Tai left his parents’ home in Oxford that day and spent the night at a hotel in Luton: next morning, he flew home to Inverness. The postman had delivered a letter from his parents. “You know what we’ve been planning and the time has come,” he read. “Call our GP and tell her to let herself into the house; the side door is open.”
For Raphael and Tamar Altman, sending that letter was the penultimate act of their lives. The final one was to swallow a lethal draught they had bought on the internet. When their doctor, alerted by Tai, entered their bedroom, she found Raphael, 69, dead in his chair and Tamar, 72, beside him on the bed with her head on his shoulder and her arm across his chest. In their diary for that day they had written one word: “Depart”.
Last week, four months on, the inquest into the Altmans’ deaths concluded with a verdict of suicide. Today, Tai, 43, is remembering his parents and telling their story, and his own. He doesn’t want them to be remembered solely for the manner in which they died and yet it’s clear that their end was rooted deep in their lives. For many years, much of their thought and focus was on the way it would occur. From all Tai says, it’s clear his parents had to work very hard – especially at the end – to ensure that not only would they die as they chose, but that he and his sister Tanyah would not be implicated in their deaths.
Raphael and Tamar’s marriage was, says Tai, a union of opposites: he was quietly solid, an instinctive intellectual, she was chatty, arty and passionate. Both were raised in Jewish families, Tamar in New York City and Raphael in Cape Town. Neither was a believer, but Judaism was culturally important to them and they met in Israel after both gravitated there in their teens.
It was the 1960s and the couple seemed to have been made for hippydom: in Tai’s photograph albums they smile out from under long, flower-strewn locks and gaze at one another as they strum guitars in their flared trousers. For a while they lived in a commune in Formentera, then Tamar got pregnant and they moved to London so she could give birth before heading back to the beach.

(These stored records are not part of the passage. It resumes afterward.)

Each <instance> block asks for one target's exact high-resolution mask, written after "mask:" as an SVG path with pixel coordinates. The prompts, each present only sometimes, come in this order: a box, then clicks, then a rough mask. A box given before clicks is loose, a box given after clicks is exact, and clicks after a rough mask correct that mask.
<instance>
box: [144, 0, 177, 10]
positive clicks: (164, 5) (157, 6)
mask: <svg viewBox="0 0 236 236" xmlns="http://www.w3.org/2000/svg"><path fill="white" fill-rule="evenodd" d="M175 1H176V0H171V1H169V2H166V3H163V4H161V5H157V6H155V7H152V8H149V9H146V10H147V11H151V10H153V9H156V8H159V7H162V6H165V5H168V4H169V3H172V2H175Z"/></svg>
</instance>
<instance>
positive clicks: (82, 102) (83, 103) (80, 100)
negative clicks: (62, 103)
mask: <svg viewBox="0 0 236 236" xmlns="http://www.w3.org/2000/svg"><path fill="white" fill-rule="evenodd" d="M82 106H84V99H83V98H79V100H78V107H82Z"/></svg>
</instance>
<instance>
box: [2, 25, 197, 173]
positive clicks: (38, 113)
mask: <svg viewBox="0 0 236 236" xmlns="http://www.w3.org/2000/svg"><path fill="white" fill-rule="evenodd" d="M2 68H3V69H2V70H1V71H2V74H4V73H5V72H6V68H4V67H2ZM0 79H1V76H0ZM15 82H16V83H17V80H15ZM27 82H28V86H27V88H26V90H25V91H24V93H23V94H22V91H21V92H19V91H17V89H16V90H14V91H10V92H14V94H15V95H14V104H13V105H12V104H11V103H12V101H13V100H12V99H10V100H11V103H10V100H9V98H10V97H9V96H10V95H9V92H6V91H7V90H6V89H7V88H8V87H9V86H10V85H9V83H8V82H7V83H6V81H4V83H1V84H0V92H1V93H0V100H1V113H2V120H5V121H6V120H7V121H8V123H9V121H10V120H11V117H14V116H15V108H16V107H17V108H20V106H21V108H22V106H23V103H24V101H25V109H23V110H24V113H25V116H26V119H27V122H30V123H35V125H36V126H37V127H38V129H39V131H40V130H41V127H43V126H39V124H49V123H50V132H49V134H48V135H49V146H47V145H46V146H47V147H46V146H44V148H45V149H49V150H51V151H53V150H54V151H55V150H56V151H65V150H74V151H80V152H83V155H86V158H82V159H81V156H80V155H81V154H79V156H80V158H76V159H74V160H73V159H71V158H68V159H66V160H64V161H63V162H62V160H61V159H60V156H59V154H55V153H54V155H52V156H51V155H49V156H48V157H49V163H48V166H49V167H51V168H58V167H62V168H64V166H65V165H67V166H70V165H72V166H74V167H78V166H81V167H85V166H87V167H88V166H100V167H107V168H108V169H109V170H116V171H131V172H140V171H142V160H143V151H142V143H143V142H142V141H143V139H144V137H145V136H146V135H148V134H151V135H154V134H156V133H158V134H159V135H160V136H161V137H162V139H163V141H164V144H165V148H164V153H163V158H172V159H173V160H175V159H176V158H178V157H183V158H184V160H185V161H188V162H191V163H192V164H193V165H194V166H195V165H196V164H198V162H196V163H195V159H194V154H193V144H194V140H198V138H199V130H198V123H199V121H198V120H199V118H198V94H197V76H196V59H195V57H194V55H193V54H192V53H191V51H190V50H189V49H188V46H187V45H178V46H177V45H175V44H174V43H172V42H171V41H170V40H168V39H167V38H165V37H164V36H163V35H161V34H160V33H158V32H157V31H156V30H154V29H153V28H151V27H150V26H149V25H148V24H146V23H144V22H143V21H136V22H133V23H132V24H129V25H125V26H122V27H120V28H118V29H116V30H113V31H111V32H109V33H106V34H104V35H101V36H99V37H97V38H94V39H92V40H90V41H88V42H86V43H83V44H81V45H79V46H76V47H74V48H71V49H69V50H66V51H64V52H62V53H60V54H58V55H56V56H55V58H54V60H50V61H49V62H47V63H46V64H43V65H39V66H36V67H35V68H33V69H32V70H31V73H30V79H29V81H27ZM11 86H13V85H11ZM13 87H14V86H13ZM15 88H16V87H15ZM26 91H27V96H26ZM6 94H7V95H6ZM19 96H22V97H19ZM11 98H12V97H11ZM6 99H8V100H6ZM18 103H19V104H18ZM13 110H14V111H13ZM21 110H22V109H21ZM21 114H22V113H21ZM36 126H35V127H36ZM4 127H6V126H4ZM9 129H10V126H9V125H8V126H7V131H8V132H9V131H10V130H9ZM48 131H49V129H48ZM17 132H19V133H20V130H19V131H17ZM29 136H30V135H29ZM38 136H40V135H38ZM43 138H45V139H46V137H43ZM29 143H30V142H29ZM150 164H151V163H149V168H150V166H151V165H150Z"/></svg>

In naming their son, they consulted the I-Ching, the book of changes, an ancient Chinese classic text, for inspiration: Tai means “peace approaching”.
Later, they returned to Britain where, now a family of four, they moved into a caravan in the grounds of the country-house headquarters of a philosophical commune, the School of Economic Science. “They were living the Sixties dream,” says Tai.
When he was five and his sister Tanyah was three, they moved to Great Milton in Oxfordshire, to the house in which, almost 40 years later, they would die. Raphael enrolled at Oxford University as a mature student of theology, working as a cleaner to make ends meet. Tamar worked as an occupational therapist before retraining as a counsellor. At some point in the midst of their busy, bookish, music-filled lives, they became aware of the campaign for assisted suicide and decided it was a cause they very much believed in. They joined several right-to-die organisations including Exit and Dignity in Dying, and Tai, by then in his 20s, realised what was in their minds. “They didn’t ever sit me down and spell it out, but there were plenty of comments here and there about the right to choose to die, and Mum made it very clear that if Dad decided to go, she was going too. She said life without him would be a life not worth living.”
At the time, though, it seemed unlikely that Raphael would die first. His mum, says Tai, was often ill: she had neuralgia, joint problems, arthritis and eventually diabetes. Her physical problems led to psychological issues such as anxiety; through it all, Raphael was her rock. It was obvious within the family that Tamar couldn’t live without Raphael, but no one imagined she would ever have to.
Then, in summer 2006, Raphael was diagnosed with a form of lymphoma called Waldenstrom’s Macroglobulinemia. Ever the researcher, he threw himself into finding out everything he could about this rare condition, even as the doctors hooked him up to chemotherapy drips. And as quickly as it had descended, the threat of illness seemed to lift: he rallied, and enjoyed three years of reasonably good health in which he and Tamar cruised on the Norwegian fjords and holidayed in the Lake District. “They knew they didn’t have forever and made every moment count,” says Tai.
Everyone in the Altman family knew last summer would probably be Raphael and Tamar’s last; Tai and Sarah took the children to Oxford to see their grandparents and they have photographs of the couple sitting in their garden smiling at Hannah Rose and her brothers playing at their feet. Raphael hadn’t given up hope of a new drug or a treatment trial that could help to keep him alive, but he was now heavily involved in planning the end: Tai would receive email after email telling him which estate agent they should use to sell the house, where to find bank information, and which magazine subscriptions would need to be cancelled.